Joseph Thornley, 26, a lampman employed at Macclesfield’s central station, courted Frances Johnson sedulously. Even when she got fed up with him and pawned the engagement ring he had given her, he wouldn’t give up.

But Thornley had a peculiar way of pursuing his destiny. When he saw Frances in the street he would beat her up. So when her parents went away on holiday, for fear of her ex-fiancé’s terrible temper, she got her friend May Warren to sleep in the house at Devonport Street, Macclesfield, with her.

Undeterred, on Sunday, SEPTEMBER 19th, 1915, Thornley broke in. May Warren, awake in the spare room, trembled with fright and pulled the sheets over her head as she heard him creep up the stairs and enter Frances’s room.

Frances screamed when she saw Thornley silhouetted in the dark. She went on screaming, agonisedly calling for help, as he cut her throat, completely severing her windpipe, jugular vein and carotid artery with a five-inch gash so deep that it penetrated to her vertebrae.

But May Warren couldn’t budge.
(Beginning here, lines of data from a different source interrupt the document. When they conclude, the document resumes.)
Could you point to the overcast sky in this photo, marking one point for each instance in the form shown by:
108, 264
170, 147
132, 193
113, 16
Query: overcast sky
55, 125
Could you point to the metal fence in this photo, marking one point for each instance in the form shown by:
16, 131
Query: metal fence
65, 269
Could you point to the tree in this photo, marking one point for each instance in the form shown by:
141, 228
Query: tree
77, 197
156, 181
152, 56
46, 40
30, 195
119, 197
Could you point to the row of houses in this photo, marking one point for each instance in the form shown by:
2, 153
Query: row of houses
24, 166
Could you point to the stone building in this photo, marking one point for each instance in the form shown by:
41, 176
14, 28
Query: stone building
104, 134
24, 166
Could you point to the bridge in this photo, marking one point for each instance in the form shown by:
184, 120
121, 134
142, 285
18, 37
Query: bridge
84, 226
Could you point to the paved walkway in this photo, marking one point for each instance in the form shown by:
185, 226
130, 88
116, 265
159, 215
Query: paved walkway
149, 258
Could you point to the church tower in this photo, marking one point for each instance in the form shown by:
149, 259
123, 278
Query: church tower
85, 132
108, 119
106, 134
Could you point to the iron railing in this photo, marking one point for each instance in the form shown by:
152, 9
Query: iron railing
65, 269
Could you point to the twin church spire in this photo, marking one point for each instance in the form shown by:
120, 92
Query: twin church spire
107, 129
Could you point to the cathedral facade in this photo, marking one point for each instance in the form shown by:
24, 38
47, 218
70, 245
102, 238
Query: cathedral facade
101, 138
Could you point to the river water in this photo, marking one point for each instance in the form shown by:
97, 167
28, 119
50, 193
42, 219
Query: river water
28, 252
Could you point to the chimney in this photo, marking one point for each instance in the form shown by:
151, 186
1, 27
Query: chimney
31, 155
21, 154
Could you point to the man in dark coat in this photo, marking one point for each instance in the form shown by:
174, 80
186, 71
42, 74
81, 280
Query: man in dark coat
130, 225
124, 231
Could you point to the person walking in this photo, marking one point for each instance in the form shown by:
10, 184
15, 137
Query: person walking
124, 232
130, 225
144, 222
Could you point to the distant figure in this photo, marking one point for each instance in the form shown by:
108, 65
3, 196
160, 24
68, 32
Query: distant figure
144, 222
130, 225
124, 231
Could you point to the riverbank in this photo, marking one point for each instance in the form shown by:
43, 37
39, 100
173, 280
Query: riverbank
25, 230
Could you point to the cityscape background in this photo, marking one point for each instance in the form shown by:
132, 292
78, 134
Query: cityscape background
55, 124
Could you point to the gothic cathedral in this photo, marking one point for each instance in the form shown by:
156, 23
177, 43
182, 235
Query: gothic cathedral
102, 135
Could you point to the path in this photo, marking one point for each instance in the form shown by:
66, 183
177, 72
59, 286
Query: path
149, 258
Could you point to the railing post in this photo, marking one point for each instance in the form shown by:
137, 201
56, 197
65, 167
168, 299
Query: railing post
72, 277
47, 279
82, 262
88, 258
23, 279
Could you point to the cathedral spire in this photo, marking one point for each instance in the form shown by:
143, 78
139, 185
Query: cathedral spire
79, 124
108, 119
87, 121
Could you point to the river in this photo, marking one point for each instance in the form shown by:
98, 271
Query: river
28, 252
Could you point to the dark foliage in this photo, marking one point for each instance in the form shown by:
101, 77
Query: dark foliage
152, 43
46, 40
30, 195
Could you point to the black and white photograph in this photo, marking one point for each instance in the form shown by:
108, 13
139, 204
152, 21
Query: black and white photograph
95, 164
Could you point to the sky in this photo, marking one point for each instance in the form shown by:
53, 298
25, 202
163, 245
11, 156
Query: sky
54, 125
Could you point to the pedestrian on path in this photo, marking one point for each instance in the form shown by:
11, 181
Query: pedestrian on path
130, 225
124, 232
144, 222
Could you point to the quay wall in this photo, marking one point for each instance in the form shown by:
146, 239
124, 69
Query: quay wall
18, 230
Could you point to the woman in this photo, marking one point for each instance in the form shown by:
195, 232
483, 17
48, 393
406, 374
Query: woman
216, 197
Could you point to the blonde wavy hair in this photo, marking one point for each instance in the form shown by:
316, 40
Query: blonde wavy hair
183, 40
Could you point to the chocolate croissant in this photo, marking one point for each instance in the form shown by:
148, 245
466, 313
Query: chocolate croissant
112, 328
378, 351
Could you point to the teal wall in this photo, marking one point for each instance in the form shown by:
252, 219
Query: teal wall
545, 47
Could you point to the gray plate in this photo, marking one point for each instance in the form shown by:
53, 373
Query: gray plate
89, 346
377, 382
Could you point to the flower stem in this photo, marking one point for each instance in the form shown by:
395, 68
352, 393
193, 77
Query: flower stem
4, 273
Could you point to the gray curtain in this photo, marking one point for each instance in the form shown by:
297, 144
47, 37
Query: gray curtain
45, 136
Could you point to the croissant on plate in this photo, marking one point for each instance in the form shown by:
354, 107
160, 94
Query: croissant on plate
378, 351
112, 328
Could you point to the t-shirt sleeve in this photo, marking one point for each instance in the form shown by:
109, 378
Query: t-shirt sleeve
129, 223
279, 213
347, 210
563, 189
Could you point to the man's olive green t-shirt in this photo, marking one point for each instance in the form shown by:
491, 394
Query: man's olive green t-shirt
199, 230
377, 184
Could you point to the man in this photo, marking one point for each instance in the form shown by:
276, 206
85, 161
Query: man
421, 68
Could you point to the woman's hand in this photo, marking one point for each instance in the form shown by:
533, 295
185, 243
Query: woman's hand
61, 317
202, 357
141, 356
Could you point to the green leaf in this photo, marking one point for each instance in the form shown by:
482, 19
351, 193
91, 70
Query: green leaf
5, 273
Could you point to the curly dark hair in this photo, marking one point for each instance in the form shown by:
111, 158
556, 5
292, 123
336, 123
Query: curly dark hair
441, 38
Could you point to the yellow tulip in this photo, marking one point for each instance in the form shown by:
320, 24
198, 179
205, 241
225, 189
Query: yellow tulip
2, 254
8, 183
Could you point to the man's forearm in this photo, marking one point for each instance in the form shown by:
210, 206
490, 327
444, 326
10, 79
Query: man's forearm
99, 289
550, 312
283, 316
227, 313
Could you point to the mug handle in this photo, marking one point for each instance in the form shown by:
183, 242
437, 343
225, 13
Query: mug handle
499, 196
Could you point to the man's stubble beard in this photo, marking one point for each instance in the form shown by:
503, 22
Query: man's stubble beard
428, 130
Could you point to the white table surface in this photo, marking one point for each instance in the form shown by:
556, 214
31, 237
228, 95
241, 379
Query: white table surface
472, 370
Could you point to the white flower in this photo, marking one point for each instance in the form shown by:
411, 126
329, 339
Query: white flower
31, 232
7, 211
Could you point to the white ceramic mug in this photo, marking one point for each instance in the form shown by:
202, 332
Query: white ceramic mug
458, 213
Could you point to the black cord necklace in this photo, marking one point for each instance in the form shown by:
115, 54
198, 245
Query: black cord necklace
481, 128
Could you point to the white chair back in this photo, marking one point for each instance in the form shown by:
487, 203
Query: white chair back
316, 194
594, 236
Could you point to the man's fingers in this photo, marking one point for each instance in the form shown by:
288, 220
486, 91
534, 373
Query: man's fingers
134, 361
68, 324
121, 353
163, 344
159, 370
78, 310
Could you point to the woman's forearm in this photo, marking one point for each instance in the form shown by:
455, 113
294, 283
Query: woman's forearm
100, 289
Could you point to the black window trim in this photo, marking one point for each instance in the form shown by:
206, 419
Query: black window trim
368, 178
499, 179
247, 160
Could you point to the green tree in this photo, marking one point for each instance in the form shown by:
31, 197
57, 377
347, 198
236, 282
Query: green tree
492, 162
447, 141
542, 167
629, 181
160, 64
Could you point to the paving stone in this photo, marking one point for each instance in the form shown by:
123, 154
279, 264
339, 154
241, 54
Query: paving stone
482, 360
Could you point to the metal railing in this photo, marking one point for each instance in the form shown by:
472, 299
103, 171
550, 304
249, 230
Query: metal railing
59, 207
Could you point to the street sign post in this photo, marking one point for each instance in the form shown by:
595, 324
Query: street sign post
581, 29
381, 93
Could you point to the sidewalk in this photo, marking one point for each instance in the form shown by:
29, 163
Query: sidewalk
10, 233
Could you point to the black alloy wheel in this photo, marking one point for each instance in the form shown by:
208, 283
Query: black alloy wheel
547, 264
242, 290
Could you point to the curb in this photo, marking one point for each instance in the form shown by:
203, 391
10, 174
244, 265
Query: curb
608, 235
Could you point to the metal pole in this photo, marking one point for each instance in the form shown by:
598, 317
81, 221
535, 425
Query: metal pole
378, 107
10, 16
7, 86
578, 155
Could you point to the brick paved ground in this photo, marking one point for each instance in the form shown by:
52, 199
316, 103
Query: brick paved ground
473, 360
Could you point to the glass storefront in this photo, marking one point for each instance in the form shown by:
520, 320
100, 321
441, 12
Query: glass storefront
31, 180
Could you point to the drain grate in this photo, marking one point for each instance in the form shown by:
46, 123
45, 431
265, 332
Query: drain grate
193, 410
She was paralysed with fear. She heard her friend die; she heard the killer creep out of the house again; and at 4.30 a.m. she called from the window to a passer-by she knew, “Come in. I think Frances has been murdered.”

Thornley went on the run but was caught after he had written letters to his parents and friends, asking them, among other things, to draw his wages and pay his rent.

At Chester Assizes on October 27th, 1915, he was sentenced to hang. The judge told him: “You determined that if she would not give herself to you she should give herself to no one else.”

The executioner, John Ellis, agreed with that. Pinioning Thornley in the death cell, he noticed a heart tattooed on the prisoner’s left arm. “Inside the heart was the word ‘Frances,’” Ellis remembered later.